On February 17 Bulgarian police found an abandoned truck in the fields near the village of Lokorsko, close to the capital Sofia. In the truck they found the bodies of 18 migrants from Afghanistan, all of whom had died of asphyxiation. According to the initial information released by Bulgarian authorities, the truck was carrying 52 people, including children. The survivors, some of whom were in need of emergency medical care, were taken to hospitals and were provided with support by the relevant state agencies.

This is not the first tragic incident occurring on the illegal routes to and through Bulgaria because of migrant trafficking. Bulgarian journalists, human rights defenders, civil society organizations, and border monitoring projects frequently report on the practice of pushing back refugees at the border as well as on the poor conditions and stretched capacities of refugee centers in the country. When it comes to border control tensions and the response towards the increasing number of smuggling trucks, it is particularly worrying that those incidents become operationalized by both Bulgarian leaders and their European partners as a challenge to Bulgaria’s incorporation into the Schengen Area. The latter is a zone comprising 27 European countries which agreed to abolish their internal borders to facilitate the unhindered circulation of their citizens within the Schengen borders. Although Bulgaria is supposed to join the Schengen Area, the country is still in the “waiting room”. Bulgaria’s latest attempt to speed up the process of becoming a full-fledged member was blocked by Dutch and Austrian leaders out of concern for Bulgaria’s ineptitude in stewarding and securing its external borders.

It is this political context that decides what steps are taken towards responding to people trying to cross the border between Bulgaria and Turkey. The current modus operandi of Bulgarian border control, coordinated with EU partners, is limited to increased securitization of the borders and advancing the surveillance infrastructure rather than engaging in more inspired and visionary leadership that addresses the very real needs of people from Afghanistan and elsewhere to find economic, political, and personal security in countries that are not their homes.

Bulgaria’s practices, and the current practices of the EU, only further the “weaponization” of migrants, refugees, and asylum seekers, which is being used by government officials and Western media outlets to ignore the voices, the needs, and the dignity of the displaced people reaching Europe’s shores. Moreover, as the example of Melilla in June 2022 demonstrates, fences and increased surveillance do not stop people from seeking refuge, but rather will most likely create more frequent deadly incidents.
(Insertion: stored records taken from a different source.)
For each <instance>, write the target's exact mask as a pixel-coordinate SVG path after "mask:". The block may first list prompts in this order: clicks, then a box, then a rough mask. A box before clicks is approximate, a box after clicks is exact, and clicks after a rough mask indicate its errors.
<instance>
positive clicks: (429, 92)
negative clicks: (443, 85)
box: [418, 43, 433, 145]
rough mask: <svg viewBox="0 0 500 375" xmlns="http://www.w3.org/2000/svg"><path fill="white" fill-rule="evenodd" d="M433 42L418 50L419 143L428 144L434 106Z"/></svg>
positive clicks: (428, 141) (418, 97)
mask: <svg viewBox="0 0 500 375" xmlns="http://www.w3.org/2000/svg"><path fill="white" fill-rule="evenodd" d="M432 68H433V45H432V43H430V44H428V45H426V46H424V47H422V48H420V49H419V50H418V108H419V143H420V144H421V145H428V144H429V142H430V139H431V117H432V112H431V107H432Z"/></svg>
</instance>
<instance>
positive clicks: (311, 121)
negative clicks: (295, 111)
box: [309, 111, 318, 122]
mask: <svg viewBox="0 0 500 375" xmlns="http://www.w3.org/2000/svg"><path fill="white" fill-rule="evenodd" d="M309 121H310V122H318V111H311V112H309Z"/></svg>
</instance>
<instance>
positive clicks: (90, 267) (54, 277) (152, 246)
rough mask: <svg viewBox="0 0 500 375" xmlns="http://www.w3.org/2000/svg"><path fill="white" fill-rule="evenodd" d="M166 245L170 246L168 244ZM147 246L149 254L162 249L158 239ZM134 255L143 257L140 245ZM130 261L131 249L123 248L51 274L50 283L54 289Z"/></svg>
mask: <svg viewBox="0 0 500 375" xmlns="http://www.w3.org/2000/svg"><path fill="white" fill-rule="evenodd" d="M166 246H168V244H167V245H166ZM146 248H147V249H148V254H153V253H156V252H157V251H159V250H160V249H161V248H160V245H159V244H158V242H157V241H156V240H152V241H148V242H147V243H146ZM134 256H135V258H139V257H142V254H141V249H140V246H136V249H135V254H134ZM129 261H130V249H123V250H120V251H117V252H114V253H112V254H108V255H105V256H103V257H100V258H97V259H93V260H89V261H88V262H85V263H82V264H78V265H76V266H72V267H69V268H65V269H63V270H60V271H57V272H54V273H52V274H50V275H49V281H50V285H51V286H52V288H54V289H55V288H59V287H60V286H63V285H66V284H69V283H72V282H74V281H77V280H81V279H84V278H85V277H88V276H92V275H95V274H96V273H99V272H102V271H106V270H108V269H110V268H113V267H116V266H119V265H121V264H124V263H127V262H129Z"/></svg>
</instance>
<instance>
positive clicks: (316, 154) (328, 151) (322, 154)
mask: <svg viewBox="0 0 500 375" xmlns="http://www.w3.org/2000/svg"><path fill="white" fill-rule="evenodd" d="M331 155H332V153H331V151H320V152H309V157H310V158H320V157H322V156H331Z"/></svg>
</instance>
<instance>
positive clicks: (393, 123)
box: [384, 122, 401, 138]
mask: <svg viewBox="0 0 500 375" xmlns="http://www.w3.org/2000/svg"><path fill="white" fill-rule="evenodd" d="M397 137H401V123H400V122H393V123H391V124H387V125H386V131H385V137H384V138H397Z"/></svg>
In the face of yet another migration-related tragedy in Europe, the Lemkin Institute is compelled to reiterate the points made in our statements of November 14th, 2021, “Statement on the Crisis at the Belarusian Border with Poland”, and of August 24th, 2022, “Statement on the Melilla Massacre of 24 June 2022”, and to remind that migrants, refugees, and asylum seekers are human beings and must be treated with respect and dignity. Europe and European leaders must acknowledge the responsibility that they bear and work towards eliminating the dehumanizing discourse towards migrants and refugees both in word and in practice.